Page MenuHomePhabricator

Bengali digits are shown on Meetei Wikipedia and translatewiki.net
Open, Needs TriagePublic

Description

If you go Special:RecentChanges on the Meetei (Manipuri) Wikipedia, you'll see all the numbers in timestamps and added/removed bytes in the Meetei Mayek script: ꯰꯱꯲꯳꯴꯵꯶꯷꯸꯹. This works as expected.

If I go to Special:RecentChanges with Meetei (mni) UI, I see timestamps in the Meetei Mayek script (꯰꯱꯲꯳꯴꯵꯶꯷꯸꯹), but bytes added/removed in the Bengali script (০১২৩৪৫৬৭৮৯). This is not as expected: Everything is supposed to be in Meetei Mayek.

Something similar happens also on Special:Contributions, in search results, and on Twn Main Page. On the latter, in particular, the statistics on the large top boxes appear in Bengali numerals, and the percents in the small boxes at the bottom appear in Meetei numerals.

Another thing that may be related is that I also noticed that in the translatewiki's sidebar, two lines appear in a mix of Manipuri and Bengali script:

  • মৈতৈলোন্ ꯒꯤ ꯊꯣꯡꯒꯥꯜ
  • মৈতৈলোন্ ꯗꯥ ꯍꯟꯗꯣꯛꯄ

"মৈতৈলোন্" is "Meiteilon", the name of the Meetei language in the Bengali script. The rest of the line is in the Meetei script. Perhaps the language name is taken from CLDR, and CLDR gives data in the Bengali script by default? The Bengali script is indeed used for the Manipuri language, but all the content in translatewiki and the Meetei Wikipedia is in the Meetei script.

These regular expressions may be useful in debugging:

  • Bengali digits: [০-৯]
  • Meetei digits: [꯰-꯹]

Tagging MediaWiki-extensions-CLDR because I suspect it's related. Please remove it if it's not related.

Event Timeline

Nikerabbit added a subscriber: cscott.

@cscott Can you advice on this?

In my investigation, the issue is that digitTransformTable is ignored on translatewiki.net, because NumberFormatter has already changed the arabic digits to bengali digits, thus the strtr fails to conver them. WMF production maybe has older code, which doesn't (yet?) produce bengali digits, thus the digitTransformTable is correctly applied.

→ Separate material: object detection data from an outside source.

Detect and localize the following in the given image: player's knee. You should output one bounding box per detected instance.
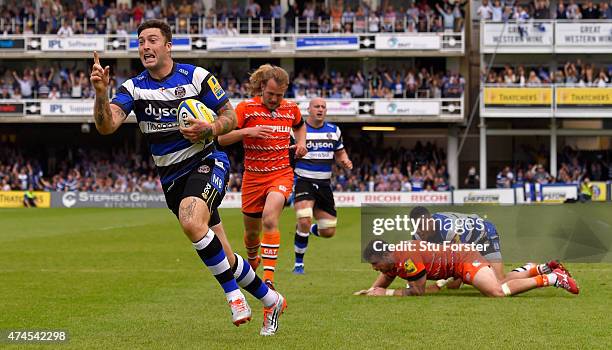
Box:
[261,215,278,232]
[319,228,336,238]
[180,220,208,242]
[298,218,312,232]
[481,286,506,298]
[295,208,313,220]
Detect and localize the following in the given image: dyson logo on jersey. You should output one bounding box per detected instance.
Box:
[257,124,291,133]
[306,140,334,151]
[139,122,178,134]
[145,103,178,120]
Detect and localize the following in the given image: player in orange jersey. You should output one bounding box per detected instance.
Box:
[355,240,579,297]
[218,64,307,286]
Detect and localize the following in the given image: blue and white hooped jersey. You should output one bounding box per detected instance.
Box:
[111,63,228,184]
[295,122,344,181]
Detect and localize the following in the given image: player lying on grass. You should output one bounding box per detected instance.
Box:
[410,206,564,289]
[410,207,505,280]
[355,240,579,297]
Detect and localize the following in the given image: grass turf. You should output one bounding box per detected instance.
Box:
[0,205,612,349]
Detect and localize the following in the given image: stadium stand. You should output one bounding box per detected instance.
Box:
[0,0,467,36]
[0,66,465,99]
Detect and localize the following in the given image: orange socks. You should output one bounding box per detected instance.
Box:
[261,231,280,282]
[534,275,550,288]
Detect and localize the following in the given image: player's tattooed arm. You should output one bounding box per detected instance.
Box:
[212,101,238,136]
[94,94,127,135]
[394,275,427,296]
[89,51,126,135]
[370,272,395,289]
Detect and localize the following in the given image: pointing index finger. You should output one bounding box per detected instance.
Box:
[94,51,100,64]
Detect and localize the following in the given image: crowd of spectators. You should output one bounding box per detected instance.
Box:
[496,147,612,188]
[0,65,136,100]
[0,141,450,192]
[0,66,465,99]
[476,0,612,22]
[5,140,612,192]
[0,0,468,36]
[483,59,612,87]
[0,145,161,192]
[229,139,450,192]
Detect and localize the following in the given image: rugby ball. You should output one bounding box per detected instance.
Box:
[176,98,215,133]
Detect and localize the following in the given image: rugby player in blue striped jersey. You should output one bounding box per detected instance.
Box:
[293,98,353,274]
[90,20,285,335]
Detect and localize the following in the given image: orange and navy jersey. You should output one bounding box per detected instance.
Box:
[236,96,304,173]
[387,241,488,281]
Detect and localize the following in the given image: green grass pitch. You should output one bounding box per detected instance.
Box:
[0,204,612,349]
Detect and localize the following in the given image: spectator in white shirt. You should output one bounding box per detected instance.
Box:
[476,0,493,20]
[57,20,74,37]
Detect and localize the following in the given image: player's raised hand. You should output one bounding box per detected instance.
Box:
[179,118,213,143]
[244,125,274,139]
[89,51,110,95]
[340,158,353,170]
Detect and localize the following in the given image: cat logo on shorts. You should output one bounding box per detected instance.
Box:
[404,259,416,273]
[202,183,212,201]
[198,165,210,174]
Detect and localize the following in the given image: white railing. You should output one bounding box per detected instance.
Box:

A quick ugly fix could be to add second set of overrides from bengali digits, but that could break number un-formatting.

Translatewiki.net:

PHP 7.4.33 (cli) (built: Nov  8 2022 11:40:37) ( NTS )
> (new NumberFormatter( 'mni', NumberFormatter::PATTERN_DECIMAL ))->format( 1234567890 );
= "১২৩৪৫৬৭৮৯০"

WMF production:

PHP 7.4.33 (cli) (built: Nov 18 2022 12:43:20) ( NTS )
>>> (new NumberFormatter( 'mni', NumberFormatter::PATTERN_DECIMAL ))->format( 1234567890 );
=> "1234567890"

This is now happening in WMF production as well. Likely caused by T345561: Upgrade the MediaWiki servers to ICU 67.

Nikerabbit renamed this task from some Bengali digits are shown on Special:Contributions on translatewiki with Meetei UI, but not on the Meetei Wikipedia to Bengali digits are shown on Meetei Wikipedia and translatewiki.net.Nov 6 2023, 3:30 PM

If I'm understanding correctly, PHP's built-in NumberFormatter is doing a conversion and that's breaking MW's own bespoke NumberFormatter?

From Language::formatNumInternal():

		if ( !$noTranslate ) {
			if ( $translateNumerals ) {
				// This is often unnecessary: PHP's NumberFormatter will often
				// do the digit transform itself (T267614)
				$s = $this->digitTransformTable();
				if ( $s ) {
					$number = strtr( $number, $s );
				}
			}

Again, if I'm understanding correctly, PHP "did the digit transform itself", but incorrectly? And so MW's own ::digitTransformTable() is having no effect?
(and that in turn is because PHP/CLDR has a different default script for 'mni' than MW does?)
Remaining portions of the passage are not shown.